When writing to a file, socket, or NVM wrapper, prefer pack over packb — it writes directly to the destination without building an intermediate bytes object in RAM.
from io import BytesIO
from chumicro_msgpack import pack, unpack
buffer = BytesIO()
pack({"key": [1, 2, 3]}, buffer)
buffer.seek(0)
result = unpack(buffer)
print(result) # {'key': [1, 2, 3]}
Bytes-based API¶
packb and unpackb work with bytes objects directly. They are convenient when you need the encoded data in memory — for example, to measure its length before writing it with a framing header, or to pass it to an API that expects bytes.
On microcontrollers, be aware that packb allocates a temporary bytearray, grows it during encoding, then copies it to bytes.

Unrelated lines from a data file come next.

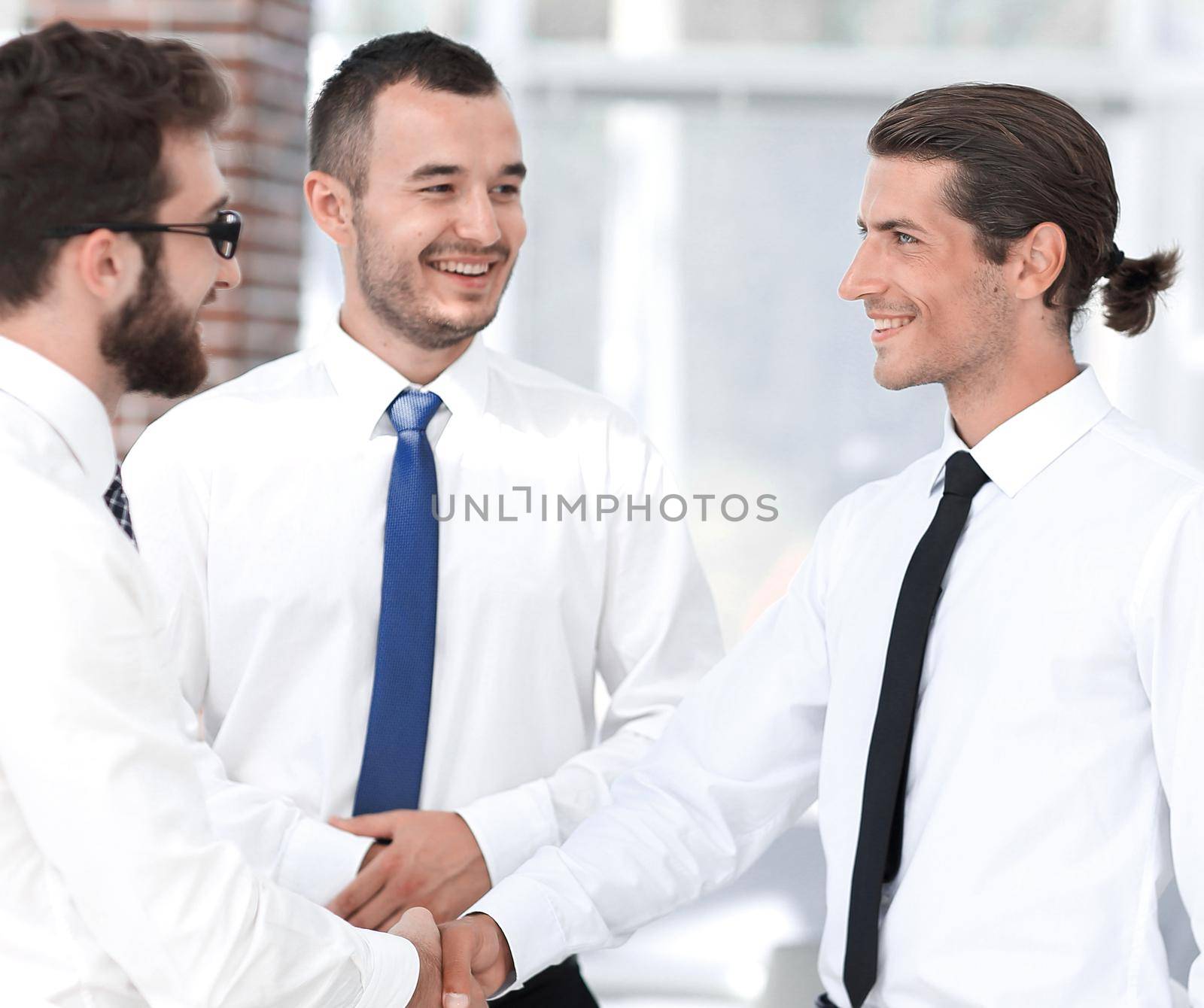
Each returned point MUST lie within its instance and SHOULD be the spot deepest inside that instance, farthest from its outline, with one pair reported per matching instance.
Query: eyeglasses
(223, 231)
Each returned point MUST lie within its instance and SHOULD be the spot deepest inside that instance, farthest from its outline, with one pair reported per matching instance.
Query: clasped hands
(421, 873)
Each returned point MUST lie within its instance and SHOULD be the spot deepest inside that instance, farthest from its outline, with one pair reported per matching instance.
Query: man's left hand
(427, 859)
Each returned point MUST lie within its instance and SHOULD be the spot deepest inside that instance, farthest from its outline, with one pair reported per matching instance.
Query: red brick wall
(264, 44)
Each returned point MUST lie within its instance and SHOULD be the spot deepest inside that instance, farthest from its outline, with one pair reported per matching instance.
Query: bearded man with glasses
(114, 893)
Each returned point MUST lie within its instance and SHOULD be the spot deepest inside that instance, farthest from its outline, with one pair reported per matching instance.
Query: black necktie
(880, 837)
(117, 502)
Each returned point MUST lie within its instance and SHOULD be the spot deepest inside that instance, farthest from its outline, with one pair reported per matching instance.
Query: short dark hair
(341, 120)
(82, 120)
(1023, 156)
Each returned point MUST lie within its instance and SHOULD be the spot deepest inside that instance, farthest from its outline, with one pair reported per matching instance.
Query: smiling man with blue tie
(355, 654)
(990, 669)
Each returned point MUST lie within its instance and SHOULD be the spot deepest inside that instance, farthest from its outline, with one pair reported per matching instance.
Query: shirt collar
(64, 402)
(369, 384)
(1025, 444)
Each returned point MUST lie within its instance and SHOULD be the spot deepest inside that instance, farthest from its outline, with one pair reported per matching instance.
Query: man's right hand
(476, 960)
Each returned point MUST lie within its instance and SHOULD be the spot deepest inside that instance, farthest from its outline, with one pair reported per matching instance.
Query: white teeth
(467, 269)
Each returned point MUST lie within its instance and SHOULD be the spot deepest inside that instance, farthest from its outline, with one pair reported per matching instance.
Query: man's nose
(229, 275)
(477, 219)
(864, 275)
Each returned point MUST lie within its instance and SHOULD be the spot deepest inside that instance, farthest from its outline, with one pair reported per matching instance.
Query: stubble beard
(391, 290)
(969, 363)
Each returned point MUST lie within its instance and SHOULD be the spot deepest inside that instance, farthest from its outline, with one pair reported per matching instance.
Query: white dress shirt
(114, 891)
(1060, 711)
(260, 506)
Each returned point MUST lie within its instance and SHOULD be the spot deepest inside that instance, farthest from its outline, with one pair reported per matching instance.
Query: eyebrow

For small payloads (typical settings dicts) this is fine. For larger data or tight loops, prefer the stream-based pack to avoid the intermediate allocation.
from chumicro_msgpack import packb, unpackb
# Encode any supported Python object.
packed = packb([1, "hello", None, True])
# Decode from bytes, bytearray, or memoryview.

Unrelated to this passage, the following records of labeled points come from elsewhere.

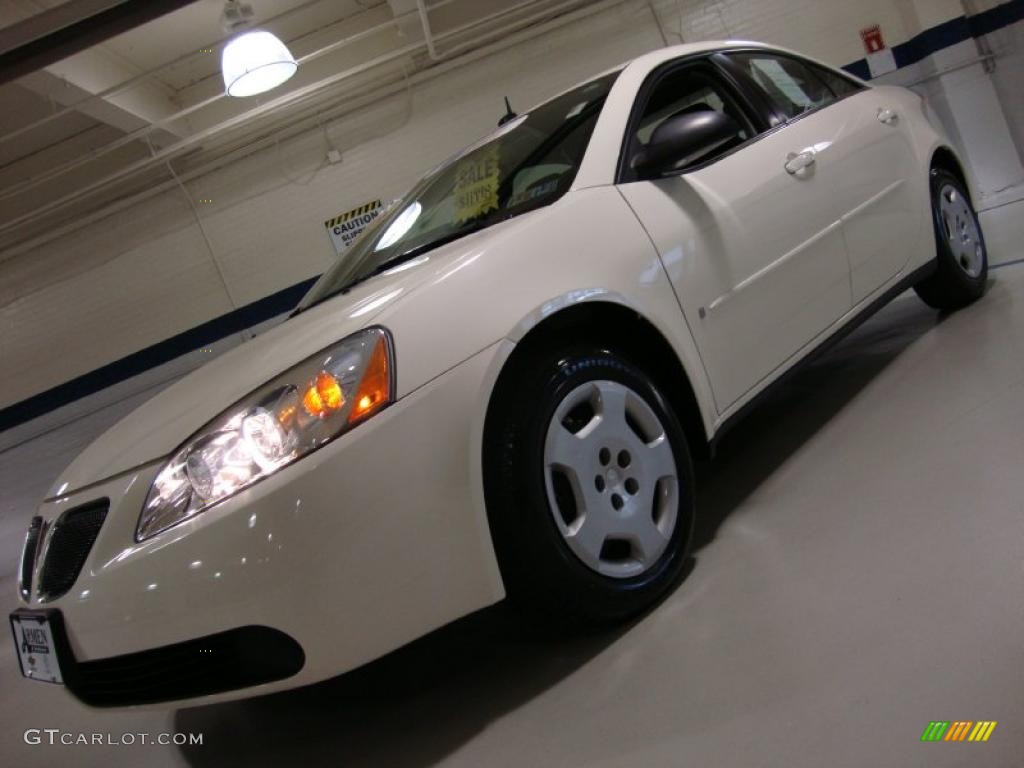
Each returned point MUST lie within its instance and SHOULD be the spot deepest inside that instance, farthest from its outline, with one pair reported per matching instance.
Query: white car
(502, 387)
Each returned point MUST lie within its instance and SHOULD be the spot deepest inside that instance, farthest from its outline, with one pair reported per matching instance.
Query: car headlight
(294, 414)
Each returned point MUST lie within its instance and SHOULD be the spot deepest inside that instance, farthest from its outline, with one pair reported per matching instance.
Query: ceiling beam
(45, 38)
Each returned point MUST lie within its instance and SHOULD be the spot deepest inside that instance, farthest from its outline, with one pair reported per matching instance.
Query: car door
(869, 154)
(750, 238)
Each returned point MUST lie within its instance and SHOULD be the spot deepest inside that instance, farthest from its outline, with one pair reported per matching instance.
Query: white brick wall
(115, 287)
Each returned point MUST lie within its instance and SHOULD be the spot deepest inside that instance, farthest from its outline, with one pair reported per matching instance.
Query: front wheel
(589, 487)
(962, 260)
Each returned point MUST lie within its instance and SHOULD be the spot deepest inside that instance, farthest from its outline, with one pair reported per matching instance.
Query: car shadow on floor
(422, 702)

original = unpackb(packed)
print(original) # [1, 'hello', None, True]
unpackb accepts bytes, bytearray, and memoryview, so you can decode directly from a pre-allocated buffer without copying.
Integer keys for compact storage¶
When storing settings in NVM or sleep memory, use integer keys instead of strings. Integer keys encode in 1 byte (vs. multiple bytes for quoted strings), saving space on every entry:
from chumicro_msgpack import packb, unpackb
import json
settings = {0: "MyNetwork", 1: "secret123", 2: "lamp", 3: True}
msgpack_size = len(packb(settings))
json_size = len(json.dumps(settings))
print(f"msgpack: {msgpack_size} bytes")
print(f"JSON: {json_size} bytes")
# msgpack is significantly smaller
Supported types¶
| Python type | Notes |
|---|---|
None, True, False |
1 byte each |
int |
−2³¹ to 2³²−1; uses the smallest encoding automatically |
float |
32-bit (float32); limited precision compared to CPython's 64-bit float |
str |
UTF-8 encoded; up to 65535 bytes |
bytes / bytearray |
Up to 65535 bytes |
list / tuple |
Tuples encode as arrays; decoding always returns lists |
dict |
Up to 65535 entries; keys can be any supported type |
Unsupported types raise TypeError. Integers outside the 32-bit range raise OverflowError.
Platform notes¶
| Runtime | What happens |
|---|---|
| CircuitPython (hardware) | Native C msgpack module handles all four functions. The pure-Python encoder (_pure.py) is never imported — saves ~700 bytes of heap RAM. |
| CircuitPython (unix port) | Native module is not compiled in; uses the pure-Python encoder. |
| MicroPython | Pure-Python encoder (MicroPython has no built-in msgpack). |
| CPython | Pure-Python encoder (CPython's msgpack is a third-party PyPI package, not stdlib). |
The wire format is identical regardless of which implementation is used — data packed on one runtime can be unpacked on any other.
What's new¶
- 0.1.23: CI and documentation improvements.